In the meantime, Oracle is engaging in tactics that will drive the last nail in the coffin for even SPARC/Solaris zealots. It was bad enough that Sun+Texas Instruments could not meet market performance windows for Sun's native UltraSPARC line of processors, leaving Sun SPARC customers having to choose between application specific UltraSPARC-Tx, Niagara-class based products or SPARC64 based servers from Fujitsu. Now, Oracle is increasing the service and maintenance costs of aging Sun products -- forcing Sun customers to upgrade. Upgrade to what?
Since the introduction of IBM's POWER5 in 2004, Sun's IBM sales playbook was predicated on the following golden rules:
* IBM will force you to upgrade your systems every two years, while at Sun we design our systems for a five year refresh cycle. [Translation: Sun needs to create a plausible excuse in face of IBM's technology and product development cycle being 2x faster than that of Sun.]

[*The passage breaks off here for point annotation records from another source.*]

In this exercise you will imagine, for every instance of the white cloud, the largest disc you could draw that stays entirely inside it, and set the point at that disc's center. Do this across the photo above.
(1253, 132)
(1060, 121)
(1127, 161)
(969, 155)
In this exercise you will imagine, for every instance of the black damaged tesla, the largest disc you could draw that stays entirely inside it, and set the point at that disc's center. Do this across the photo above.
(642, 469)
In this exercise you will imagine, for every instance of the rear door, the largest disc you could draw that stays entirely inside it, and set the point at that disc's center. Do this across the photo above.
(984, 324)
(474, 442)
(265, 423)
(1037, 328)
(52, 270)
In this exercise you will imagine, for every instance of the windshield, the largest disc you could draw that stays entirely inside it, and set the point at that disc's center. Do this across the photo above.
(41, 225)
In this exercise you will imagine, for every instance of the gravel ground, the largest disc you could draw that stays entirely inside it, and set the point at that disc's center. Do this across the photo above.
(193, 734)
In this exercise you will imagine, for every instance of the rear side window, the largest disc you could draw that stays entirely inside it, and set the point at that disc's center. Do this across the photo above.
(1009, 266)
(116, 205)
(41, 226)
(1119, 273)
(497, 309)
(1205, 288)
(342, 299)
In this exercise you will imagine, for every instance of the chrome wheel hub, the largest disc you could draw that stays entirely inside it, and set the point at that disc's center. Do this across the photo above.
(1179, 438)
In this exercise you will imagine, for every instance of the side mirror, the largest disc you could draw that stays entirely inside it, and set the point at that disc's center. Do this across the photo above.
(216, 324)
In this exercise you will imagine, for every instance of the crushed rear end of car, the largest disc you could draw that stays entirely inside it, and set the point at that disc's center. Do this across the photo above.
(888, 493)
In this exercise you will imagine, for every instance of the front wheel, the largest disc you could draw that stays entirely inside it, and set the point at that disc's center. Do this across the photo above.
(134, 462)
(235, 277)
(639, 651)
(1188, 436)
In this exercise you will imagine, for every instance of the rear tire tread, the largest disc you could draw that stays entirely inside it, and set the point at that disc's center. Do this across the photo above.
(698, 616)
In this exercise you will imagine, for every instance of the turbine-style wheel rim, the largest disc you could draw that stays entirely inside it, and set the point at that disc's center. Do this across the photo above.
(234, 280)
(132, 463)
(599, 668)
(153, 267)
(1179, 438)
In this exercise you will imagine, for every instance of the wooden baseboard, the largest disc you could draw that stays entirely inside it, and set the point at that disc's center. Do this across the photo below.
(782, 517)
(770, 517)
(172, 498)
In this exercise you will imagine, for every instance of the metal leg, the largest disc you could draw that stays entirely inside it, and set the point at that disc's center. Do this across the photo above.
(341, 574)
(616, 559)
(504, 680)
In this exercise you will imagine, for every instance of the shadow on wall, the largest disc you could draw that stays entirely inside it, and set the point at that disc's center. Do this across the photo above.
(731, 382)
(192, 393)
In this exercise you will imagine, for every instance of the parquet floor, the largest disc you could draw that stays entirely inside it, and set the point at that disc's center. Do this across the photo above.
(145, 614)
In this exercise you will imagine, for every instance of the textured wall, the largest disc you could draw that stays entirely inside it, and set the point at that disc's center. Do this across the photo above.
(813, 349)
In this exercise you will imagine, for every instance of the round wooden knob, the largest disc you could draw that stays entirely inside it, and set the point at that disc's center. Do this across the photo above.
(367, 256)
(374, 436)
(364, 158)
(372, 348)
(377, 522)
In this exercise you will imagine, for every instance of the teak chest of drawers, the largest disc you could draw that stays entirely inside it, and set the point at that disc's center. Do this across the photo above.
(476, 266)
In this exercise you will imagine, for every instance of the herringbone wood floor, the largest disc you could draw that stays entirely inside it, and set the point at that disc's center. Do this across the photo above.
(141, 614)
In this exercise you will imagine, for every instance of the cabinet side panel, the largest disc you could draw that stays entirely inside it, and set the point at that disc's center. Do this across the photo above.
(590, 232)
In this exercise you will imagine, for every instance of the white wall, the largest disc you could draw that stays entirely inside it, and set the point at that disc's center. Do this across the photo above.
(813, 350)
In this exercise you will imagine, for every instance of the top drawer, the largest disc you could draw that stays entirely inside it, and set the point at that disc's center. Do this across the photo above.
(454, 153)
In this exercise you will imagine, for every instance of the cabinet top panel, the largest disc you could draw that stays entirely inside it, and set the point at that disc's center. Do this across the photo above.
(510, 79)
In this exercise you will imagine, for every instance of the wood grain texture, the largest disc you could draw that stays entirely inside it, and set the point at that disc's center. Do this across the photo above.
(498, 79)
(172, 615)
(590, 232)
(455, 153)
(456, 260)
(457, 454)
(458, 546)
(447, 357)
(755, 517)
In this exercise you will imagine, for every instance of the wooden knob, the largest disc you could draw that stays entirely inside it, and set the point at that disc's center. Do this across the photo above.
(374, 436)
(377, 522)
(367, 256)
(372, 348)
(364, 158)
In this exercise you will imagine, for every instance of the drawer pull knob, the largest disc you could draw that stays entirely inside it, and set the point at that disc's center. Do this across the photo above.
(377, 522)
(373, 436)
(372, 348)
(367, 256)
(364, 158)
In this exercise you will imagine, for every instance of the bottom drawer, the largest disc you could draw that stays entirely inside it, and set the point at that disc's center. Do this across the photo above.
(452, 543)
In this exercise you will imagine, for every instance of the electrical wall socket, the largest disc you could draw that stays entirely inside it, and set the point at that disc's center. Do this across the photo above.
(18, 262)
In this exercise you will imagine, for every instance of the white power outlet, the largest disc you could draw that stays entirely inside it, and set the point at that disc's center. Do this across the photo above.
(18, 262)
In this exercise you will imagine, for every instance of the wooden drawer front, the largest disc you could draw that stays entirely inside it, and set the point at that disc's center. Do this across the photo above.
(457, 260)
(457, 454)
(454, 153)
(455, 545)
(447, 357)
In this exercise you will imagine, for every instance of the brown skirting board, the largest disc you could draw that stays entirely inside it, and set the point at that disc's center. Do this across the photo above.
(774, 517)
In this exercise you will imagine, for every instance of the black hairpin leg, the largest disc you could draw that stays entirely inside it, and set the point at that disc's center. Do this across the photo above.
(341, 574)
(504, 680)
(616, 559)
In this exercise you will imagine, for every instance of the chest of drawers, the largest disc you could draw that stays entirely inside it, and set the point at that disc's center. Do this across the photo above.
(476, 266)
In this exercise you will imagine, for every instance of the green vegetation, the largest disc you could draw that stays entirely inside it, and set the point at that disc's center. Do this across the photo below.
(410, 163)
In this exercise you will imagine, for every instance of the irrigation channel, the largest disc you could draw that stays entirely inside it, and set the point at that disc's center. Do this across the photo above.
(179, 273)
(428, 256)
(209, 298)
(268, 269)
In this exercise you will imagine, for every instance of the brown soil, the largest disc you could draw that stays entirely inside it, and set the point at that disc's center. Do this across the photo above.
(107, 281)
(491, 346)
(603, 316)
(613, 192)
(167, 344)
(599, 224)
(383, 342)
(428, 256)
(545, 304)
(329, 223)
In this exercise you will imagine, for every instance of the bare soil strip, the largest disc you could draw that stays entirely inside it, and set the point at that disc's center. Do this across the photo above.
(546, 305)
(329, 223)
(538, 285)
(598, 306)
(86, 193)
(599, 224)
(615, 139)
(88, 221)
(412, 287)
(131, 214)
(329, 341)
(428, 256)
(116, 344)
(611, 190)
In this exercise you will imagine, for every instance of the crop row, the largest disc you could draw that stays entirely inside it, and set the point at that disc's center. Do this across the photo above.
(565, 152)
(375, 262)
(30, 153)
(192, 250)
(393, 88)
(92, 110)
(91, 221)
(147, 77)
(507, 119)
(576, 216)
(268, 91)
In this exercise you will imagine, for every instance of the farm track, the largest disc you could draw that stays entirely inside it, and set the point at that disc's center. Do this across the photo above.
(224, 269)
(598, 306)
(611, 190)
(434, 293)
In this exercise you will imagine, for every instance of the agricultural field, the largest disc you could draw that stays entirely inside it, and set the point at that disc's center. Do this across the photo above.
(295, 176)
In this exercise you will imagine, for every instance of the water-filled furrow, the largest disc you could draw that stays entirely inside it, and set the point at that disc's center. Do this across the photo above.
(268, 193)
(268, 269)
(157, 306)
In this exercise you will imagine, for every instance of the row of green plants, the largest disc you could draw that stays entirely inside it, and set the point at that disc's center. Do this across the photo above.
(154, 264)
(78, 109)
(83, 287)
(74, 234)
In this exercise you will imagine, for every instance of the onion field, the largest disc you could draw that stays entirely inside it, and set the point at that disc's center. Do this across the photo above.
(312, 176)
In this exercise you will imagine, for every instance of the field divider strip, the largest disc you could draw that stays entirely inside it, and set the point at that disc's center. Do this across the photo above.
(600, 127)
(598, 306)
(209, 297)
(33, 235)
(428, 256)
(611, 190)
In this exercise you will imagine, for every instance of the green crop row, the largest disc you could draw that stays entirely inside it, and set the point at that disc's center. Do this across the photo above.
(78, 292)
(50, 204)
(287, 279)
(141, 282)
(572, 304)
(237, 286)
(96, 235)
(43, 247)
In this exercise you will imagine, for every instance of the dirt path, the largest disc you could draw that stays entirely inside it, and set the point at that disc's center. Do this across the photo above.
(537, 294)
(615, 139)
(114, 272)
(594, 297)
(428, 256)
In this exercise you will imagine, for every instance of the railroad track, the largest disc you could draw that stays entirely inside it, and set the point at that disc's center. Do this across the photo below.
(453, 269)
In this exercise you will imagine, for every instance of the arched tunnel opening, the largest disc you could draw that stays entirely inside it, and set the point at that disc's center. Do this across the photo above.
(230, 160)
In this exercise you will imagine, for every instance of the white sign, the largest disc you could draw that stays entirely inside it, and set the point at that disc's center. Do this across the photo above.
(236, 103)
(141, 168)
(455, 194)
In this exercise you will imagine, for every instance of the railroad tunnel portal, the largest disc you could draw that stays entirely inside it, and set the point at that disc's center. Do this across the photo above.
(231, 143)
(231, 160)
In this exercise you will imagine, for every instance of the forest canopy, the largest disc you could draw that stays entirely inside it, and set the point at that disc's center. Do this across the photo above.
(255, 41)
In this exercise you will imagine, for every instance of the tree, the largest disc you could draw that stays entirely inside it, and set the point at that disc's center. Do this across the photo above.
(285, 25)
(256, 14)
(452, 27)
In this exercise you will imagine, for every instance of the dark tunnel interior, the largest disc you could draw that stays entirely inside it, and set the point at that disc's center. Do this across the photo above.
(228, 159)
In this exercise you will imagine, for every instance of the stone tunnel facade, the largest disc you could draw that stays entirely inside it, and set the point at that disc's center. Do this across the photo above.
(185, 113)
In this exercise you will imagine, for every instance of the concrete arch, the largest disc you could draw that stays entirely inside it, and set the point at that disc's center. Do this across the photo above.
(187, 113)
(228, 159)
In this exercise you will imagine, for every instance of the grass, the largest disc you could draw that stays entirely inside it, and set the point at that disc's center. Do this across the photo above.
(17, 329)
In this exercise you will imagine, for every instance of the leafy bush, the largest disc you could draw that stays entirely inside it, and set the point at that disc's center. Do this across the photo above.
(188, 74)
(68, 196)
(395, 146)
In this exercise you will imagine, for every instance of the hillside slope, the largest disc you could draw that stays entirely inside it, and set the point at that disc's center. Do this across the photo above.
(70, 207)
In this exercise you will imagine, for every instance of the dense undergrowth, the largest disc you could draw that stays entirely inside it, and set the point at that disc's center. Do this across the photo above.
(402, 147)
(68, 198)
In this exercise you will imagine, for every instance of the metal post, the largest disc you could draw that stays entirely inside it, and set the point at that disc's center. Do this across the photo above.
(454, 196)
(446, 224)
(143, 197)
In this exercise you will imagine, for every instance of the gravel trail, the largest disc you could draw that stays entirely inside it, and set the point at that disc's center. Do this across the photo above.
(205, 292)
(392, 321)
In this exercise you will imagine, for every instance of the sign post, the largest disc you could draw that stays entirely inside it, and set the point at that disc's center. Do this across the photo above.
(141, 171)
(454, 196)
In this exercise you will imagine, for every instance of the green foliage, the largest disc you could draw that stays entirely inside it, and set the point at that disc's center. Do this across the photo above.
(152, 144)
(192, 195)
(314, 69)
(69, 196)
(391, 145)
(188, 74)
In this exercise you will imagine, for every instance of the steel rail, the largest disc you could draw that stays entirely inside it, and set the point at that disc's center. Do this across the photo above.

* IBM makes servers that are benchmark machines, while Sun servers are balanced systems. [Translation: Need non sequitur FUD in light of IBM's superior performance.]
* When IBM brings GBS into your data center, System Admins, Systems Programmers, DBAs, etc., will lose their jobs. [Translation: Make it personal, do whatever you can to stay with Sun and keep away from IBM -- or be layed off!]
Oracle, the company that wants to emulate IBM, is now violating Sun's own stated golden rules. This is not surprising. For the past decade Sun has claimed that the TPC-C OLTP industry-standard database benchmark is archaic and does not represent any aspect of the modern data center, and besides when run in a cluster you can simply add servers and storage until the desires numerical result is achieved. This was convenient for Sun since it had poor results on this benchmark. Oracle came along last fall, using a huge cluster of Sun's Niagara-based application-specific processors and claimed a world record TPC-C benchmark result.
If I were a Sun customer, I would be seriously considering transitioning away from another decade of techno-deception.